Perché così facendo il leader postideologico alla fine stufa, il suo format diventa noioso, le parole d’ordine che tanto infiammavano le piazze solo pochi mesi prima ora inducono allo sbadiglio, alla noia del già sentito, del già letto, del trito e ritrito, e allora il tocco magico che tutto trasformava in oro - e in voti - diventa la fantozziana nuvola dell’impiegato che ti insegue, ti incalza e ti perseguita. E che ti fa sbagliare sempre il tempo, il modo, l’esternazione, l’indignazione. Non sei più in sintonia con il tuo popolo che, iperattivo peggio di te, sta già cercando nuovi lidi, nuove facce, nuovi condottieri. E’ accaduto a Renzi, che dalle visioni della Leopolda si è ormai ridotto alle trame e alle tattiche tutte politicistiche di palazzo, nelle quali è obiettivamente un maestro. Sta accadendo a Salvini, che in questi mesi di emergenza non ha mai azzeccato la linea, sempre fuori tempo, sempre fuori misura, sempre a berciare quando non era il momento di berciare, sempre a spaccare quando non era il momento di spaccare, incapace di uscire dal labirinto - davvero povero, in verità - di frasi fatte, declamazioni stentoree, bullismi da osteria.

Certo, in politica non si sa mai, specialmente in quella italiana, ma tutti gli indicatori vanno nella stessa direzione, quella che vede avvicinarsi l’ora del perigeo al palazzo di Giorgia Meloni, rafforzata non solo dal lievitare nei sondaggi, ma anche dall’irrobustirsi della sua credibilità e considerazione da parte degli oppositori politici e soprattutto - la cosa più importante - da parte del sistema, dei poteri forti, dei poteri veri, dei poteri che decidono, piaccia o non piaccia al popolo sovrano, se uno governa o no.
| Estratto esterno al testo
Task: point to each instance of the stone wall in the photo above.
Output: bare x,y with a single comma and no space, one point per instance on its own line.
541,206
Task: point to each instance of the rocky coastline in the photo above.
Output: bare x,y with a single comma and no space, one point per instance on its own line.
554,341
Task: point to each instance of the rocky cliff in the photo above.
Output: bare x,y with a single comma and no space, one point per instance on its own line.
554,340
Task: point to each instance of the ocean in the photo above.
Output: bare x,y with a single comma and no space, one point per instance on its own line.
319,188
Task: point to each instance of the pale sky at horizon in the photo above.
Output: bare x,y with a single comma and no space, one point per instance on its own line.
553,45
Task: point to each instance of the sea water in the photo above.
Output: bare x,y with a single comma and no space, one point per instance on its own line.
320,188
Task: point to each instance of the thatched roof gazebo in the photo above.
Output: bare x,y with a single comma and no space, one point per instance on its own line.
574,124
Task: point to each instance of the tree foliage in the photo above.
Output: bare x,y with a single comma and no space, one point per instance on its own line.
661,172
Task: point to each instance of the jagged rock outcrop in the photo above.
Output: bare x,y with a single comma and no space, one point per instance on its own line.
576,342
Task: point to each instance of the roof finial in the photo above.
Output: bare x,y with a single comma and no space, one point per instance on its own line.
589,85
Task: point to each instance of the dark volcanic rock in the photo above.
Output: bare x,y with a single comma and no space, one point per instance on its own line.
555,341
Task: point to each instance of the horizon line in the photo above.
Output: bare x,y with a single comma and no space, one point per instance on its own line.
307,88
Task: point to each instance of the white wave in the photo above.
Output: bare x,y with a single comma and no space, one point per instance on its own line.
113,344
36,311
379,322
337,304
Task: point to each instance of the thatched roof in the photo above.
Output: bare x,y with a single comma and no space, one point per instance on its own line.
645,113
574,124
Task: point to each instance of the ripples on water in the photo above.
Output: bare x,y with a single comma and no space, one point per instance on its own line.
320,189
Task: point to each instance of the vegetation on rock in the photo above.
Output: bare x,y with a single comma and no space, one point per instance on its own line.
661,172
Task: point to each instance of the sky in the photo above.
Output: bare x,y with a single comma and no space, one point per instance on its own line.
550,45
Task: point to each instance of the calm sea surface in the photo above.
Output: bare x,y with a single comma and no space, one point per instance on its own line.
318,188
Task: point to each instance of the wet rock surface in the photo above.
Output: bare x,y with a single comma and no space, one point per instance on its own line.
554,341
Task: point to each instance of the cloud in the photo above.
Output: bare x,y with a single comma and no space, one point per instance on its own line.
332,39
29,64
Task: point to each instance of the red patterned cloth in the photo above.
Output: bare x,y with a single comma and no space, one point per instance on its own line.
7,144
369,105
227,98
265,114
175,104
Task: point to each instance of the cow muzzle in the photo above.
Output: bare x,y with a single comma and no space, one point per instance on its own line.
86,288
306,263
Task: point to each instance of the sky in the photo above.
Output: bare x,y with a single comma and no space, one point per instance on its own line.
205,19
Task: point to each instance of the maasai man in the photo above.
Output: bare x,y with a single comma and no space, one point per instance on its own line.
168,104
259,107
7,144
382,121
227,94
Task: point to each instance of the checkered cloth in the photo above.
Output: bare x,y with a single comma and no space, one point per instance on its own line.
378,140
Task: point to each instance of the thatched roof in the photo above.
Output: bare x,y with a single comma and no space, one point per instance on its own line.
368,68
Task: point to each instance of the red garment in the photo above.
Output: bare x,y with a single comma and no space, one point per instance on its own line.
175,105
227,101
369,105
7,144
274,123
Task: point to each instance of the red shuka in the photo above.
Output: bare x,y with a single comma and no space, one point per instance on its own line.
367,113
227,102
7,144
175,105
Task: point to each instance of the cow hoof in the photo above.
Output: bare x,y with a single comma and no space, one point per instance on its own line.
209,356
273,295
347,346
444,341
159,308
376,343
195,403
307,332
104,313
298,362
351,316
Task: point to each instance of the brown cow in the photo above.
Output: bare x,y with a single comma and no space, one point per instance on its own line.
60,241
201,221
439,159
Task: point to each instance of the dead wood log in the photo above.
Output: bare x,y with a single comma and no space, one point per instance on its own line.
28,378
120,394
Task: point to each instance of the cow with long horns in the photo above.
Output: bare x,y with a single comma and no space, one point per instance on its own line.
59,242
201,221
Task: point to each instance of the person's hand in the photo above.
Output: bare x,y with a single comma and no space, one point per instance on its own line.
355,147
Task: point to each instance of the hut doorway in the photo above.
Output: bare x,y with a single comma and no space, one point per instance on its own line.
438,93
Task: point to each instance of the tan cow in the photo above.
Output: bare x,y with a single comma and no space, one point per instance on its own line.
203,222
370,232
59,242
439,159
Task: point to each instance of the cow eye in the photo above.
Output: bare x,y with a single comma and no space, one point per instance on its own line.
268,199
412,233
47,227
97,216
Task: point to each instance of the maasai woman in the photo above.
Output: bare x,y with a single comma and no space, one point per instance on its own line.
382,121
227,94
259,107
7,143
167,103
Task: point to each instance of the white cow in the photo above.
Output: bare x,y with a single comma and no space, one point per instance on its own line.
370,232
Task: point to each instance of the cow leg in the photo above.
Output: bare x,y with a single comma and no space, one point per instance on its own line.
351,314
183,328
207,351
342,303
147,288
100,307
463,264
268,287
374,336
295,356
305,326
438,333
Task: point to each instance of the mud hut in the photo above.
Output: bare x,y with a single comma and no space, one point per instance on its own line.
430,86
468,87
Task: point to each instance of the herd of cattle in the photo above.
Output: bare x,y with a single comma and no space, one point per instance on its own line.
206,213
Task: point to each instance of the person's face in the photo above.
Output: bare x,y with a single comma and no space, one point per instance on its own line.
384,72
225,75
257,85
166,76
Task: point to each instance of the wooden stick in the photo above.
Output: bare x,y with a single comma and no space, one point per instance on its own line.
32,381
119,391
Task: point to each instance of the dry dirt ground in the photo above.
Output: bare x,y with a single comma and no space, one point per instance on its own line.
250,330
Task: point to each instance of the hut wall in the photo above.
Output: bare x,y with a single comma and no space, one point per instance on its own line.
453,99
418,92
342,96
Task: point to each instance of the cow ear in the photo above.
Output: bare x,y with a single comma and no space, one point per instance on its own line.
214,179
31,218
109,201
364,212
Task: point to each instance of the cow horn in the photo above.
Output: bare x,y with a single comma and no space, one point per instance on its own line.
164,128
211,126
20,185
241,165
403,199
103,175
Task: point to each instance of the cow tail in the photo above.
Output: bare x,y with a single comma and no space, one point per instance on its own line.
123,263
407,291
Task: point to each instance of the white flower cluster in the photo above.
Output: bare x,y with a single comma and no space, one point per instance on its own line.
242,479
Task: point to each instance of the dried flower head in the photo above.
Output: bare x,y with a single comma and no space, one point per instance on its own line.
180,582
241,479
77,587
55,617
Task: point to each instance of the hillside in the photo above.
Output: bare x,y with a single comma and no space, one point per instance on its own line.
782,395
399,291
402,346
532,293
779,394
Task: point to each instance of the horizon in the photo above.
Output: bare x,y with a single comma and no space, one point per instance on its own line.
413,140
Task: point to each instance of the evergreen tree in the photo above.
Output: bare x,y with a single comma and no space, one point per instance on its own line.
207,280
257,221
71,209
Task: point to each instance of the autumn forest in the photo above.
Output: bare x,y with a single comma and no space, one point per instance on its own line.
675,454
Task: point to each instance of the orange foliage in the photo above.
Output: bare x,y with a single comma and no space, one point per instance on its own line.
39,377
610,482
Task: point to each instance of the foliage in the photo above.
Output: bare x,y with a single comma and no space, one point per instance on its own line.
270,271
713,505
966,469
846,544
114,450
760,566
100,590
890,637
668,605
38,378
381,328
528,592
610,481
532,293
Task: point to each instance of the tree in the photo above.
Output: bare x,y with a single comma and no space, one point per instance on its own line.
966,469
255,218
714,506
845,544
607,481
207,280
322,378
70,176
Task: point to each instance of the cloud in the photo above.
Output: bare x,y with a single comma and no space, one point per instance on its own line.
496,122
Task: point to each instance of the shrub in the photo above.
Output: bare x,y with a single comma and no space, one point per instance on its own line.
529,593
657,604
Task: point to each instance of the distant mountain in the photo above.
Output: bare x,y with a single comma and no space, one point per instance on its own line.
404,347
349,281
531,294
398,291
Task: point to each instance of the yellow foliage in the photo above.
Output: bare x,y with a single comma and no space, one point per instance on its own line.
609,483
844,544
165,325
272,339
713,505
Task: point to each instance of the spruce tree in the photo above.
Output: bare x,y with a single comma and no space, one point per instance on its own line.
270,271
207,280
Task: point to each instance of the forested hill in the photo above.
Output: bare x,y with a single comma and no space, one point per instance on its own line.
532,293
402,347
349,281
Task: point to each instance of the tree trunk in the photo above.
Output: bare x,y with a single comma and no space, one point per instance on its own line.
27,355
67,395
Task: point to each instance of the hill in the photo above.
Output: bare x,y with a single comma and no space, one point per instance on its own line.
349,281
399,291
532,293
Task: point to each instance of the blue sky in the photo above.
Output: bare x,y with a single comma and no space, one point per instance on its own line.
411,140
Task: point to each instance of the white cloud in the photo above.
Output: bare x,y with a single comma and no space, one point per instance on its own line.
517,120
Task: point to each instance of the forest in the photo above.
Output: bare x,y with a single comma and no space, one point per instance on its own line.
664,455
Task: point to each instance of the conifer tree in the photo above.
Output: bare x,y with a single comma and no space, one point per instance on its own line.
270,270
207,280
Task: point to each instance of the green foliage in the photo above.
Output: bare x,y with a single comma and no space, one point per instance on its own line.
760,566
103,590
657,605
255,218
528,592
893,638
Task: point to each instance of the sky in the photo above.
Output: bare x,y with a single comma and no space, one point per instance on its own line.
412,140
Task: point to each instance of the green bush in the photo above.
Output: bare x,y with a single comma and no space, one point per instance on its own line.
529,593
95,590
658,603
Perché è così che funzionano le cose, per quanto possa risultare spiacevole e poco democratico, e prima lo si capisce meno disastri si combinano.

Bene, è proprio qui che vedremo se casca l’asino e se c’è della vera nobiltà, della vera polpa dietro il consenso - momentaneo - del capo di Fratelli d’Italia. E se, dietro i suggestivi slogan da campagna elettorale - facile fare i fenomeni quando si sta all’opposizione – c’è la cultura, la visione, la tempra e il coraggio per fare quello che tutti hanno sempre promesso e che, naturalmente, non hanno mai mantenuto. Una volta al governo, che ne sarà di Alitalia, uno degli scandali più ignobili e vergognosi e cialtroneschi prodotti dalla nostra ignobile classe politica? E cosa farà dell’Ilva? E vogliamo parlare di quota cento e del reddito di cittadinanza, il trionfo della demagogia sudamericana che nulla ha a che vedere con le strategie di un paese liberale e moderno e, soprattutto, con una destra liberale e moderna, perché, per quanto appaia incredibile, la destra può essere liberale e moderna? E crede davvero che il tema del mezzo milione di clandestini si risolva con il “dagli al negro!” e “dagli al barcone!” dell’improvvido ex ministro degli Interni? E cosa farà con la cricca burocratica-baronal-sindacale che ha devastato la nostra scuola e la nostra università a forza di concorsi pilotati e di sanatorie per i precari?

E in particolar modo, come terrà a bada la pletora di guitti e clienti e margnaffoni che già stanno mollando lo scricchiolante carro di Salvini, come a suo tempo avevano mollato quello di Renzi e di Letta e di Monti e di Berlusconi e di Prodi e bla bla bla? Crede davvero che il popolo italico sia rimasto ammaliato dall’oratoria su Giorgia madre, italiana, cristiana o cerchi invece posti, incarichi, consulenze, strapuntini e similari nella migliore tradizione della repubblica delle banane da Depretis in giù? Quando questi li imbarchi perché ti hanno fatto vincere le elezioni, poi li devi soddisfare e pagare e mantenere e quindi sotto con le pensioni, le finte pensioni, le prepensioni, le evasioni, le elargizioni, i forestali della Calabria, il dottore è fuori stanza e via andare così.

Ecco, sarà bello vedere la Meloni districarsi con questi nodi. Ci sono finiti impigliati tutti. Sarebbe magnifico - detto senza alcuna ironia – che fosse una donna il primo ad avere le palle per non finire nella rete.